Civil - Personnes et familles, Bien et patrimoine
17/09/2025

Par un arrêt du 12 juin 2025, la Cour de cassation rappelle, sur le fondement de l’article 6 de la Convention européenne des droits de l’homme, les limites à ne pas franchir dans la motivation des décisions relatives à la prestation compensatoire. Elle précise qu’invoquer la vocation d’un ex-époux à percevoir l’ASPA revient à faire supporter par la collectivité l’insuffisance de ses droits à retraite, alors même que cette insuffisance résulte d’un engagement familial (éducation des enfants, gestion du foyer).

Contexte : prestation compensatoire et logique de solidarité

La prestation compensatoire vise à corriger la disparité créée par le divorce dans les conditions de vie respectives des ex-époux. Elle est déterminée selon les ressources, les besoins et la prévisibilité de leur évolution. Elle ne se confond pas avec un mécanisme d’aide publique.

L’ASPA est une prestation de solidarité nationale. Elle garantit un minimum de ressources aux personnes âgées qui disposent de revenus modestes. Elle n’a pas vocation à suppléer les obligations nées du mariage et de sa dissolution.

La position de la Cour : pas de transfert vers la collectivité

La Cour relève que l’allégation selon laquelle un ex-époux « pourrait bénéficier » de l’ASPA traduit la volonté de déplacer la charge du déséquilibre économique vers la collectivité. Or, la prestation compensatoire a précisément pour objet de rééquilibrer la situation entre les anciens conjoints. En conséquence, l’argument fondé sur la perspective d’une ASPA est inopérant pour réduire ou écarter la prestation compensatoire.

Motivation des décisions et impartialité

Au titre de l’article 6 CEDH, la Cour rappelle que le magistrat ne peut laisser apparaître, dans ses motifs, une appréciation subjective portant sur les choix de vie d’une partie. Il ne peut traduire un jugement de valeur susceptible de faire naître un doute légitime sur l’impartialité de la juridiction.

La motivation doit rester objective, factuelle et exempte de considérations personnelles. Sont à proscrire les formules insinuant qu’un ex-époux aurait « choisi » de ne pas travailler ou d’« attendre » la solidarité publique. Une telle rédaction fragilise le caractère équitable du procès.

Portée pratique

Pour l’évaluation de la prestation compensatoire, il convient d’examiner les éléments économiques actuels et prévisibles des parties : âge, santé, qualification, perspectives de revenus et de retraite, durée de la vie commune, contributions au foyer. La seule éventualité d’un futur recours à l’ASPA ne peut justifier un abaissement de la prestation.

Lorsque l’un des ex-époux s’est consacré à la famille au détriment de sa carrière, l’autre ne peut se retrancher derrière l’existence de dispositifs sociaux. La logique du divorce commande que l’équilibre soit recherché entre les ex-époux, et non par un transfert indu vers la solidarité nationale.

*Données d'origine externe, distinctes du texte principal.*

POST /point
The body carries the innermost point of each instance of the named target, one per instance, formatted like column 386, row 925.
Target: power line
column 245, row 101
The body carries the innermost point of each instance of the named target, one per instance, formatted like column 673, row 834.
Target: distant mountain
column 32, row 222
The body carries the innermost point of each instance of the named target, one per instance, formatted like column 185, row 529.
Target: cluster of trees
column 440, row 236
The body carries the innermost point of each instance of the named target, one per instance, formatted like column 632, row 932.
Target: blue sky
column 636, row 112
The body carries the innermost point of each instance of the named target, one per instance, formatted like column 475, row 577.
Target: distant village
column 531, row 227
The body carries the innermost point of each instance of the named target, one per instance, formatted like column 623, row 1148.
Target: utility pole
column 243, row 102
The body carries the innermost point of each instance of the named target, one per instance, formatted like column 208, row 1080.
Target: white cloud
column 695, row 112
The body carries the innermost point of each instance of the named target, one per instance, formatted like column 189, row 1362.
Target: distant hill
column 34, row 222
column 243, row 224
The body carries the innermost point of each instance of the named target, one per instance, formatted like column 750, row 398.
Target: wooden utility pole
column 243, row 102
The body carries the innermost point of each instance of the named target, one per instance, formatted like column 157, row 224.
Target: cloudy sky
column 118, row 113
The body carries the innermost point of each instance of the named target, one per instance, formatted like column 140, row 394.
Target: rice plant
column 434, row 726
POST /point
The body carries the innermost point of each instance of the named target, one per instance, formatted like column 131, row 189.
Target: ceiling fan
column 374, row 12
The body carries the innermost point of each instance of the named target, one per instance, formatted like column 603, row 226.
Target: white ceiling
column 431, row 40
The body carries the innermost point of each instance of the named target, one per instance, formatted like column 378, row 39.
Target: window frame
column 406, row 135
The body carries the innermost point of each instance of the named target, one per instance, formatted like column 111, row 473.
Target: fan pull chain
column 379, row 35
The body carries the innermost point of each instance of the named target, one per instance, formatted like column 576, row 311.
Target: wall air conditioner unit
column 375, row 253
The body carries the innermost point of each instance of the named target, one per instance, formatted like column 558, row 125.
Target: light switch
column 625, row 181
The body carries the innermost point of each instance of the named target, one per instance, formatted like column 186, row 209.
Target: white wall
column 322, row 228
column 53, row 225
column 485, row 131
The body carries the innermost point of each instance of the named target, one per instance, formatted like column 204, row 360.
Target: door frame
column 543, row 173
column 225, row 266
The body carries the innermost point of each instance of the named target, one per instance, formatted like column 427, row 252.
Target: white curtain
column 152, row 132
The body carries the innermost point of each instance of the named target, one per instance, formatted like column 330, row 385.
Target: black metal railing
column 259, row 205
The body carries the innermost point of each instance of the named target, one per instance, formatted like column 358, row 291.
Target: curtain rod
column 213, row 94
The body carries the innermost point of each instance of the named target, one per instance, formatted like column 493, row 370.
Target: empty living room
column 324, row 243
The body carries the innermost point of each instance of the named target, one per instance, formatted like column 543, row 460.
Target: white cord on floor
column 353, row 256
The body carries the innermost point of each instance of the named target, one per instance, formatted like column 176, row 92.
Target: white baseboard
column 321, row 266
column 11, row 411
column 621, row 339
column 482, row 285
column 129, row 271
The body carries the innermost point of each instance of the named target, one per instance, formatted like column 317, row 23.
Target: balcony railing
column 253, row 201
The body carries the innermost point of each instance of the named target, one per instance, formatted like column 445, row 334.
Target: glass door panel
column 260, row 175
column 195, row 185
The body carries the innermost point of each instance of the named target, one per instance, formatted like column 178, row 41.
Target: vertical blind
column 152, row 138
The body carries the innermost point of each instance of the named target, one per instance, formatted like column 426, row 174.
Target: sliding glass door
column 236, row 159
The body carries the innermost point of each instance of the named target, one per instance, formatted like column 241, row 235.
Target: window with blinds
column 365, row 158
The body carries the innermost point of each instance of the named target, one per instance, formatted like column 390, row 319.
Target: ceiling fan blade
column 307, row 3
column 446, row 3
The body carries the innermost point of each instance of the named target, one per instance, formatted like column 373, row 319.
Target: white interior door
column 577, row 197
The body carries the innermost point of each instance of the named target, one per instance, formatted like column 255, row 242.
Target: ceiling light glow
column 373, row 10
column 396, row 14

Conclusion. Cet arrêt du 12 juin 2025 consolide deux exigences : d’une part, la finalité propre de la prestation compensatoire, tournée vers la correction de la disparité née de la rupture ; d’autre part, une motivation judiciaire neutre, conforme à l’article 6 CEDH, excluant toute appréciation subjective. Il s’agit d’un repère jurisprudentiel utile pour la rédaction des prétentions, la détermination des pièces pertinentes et la sécurisation des décisions en matière familiale.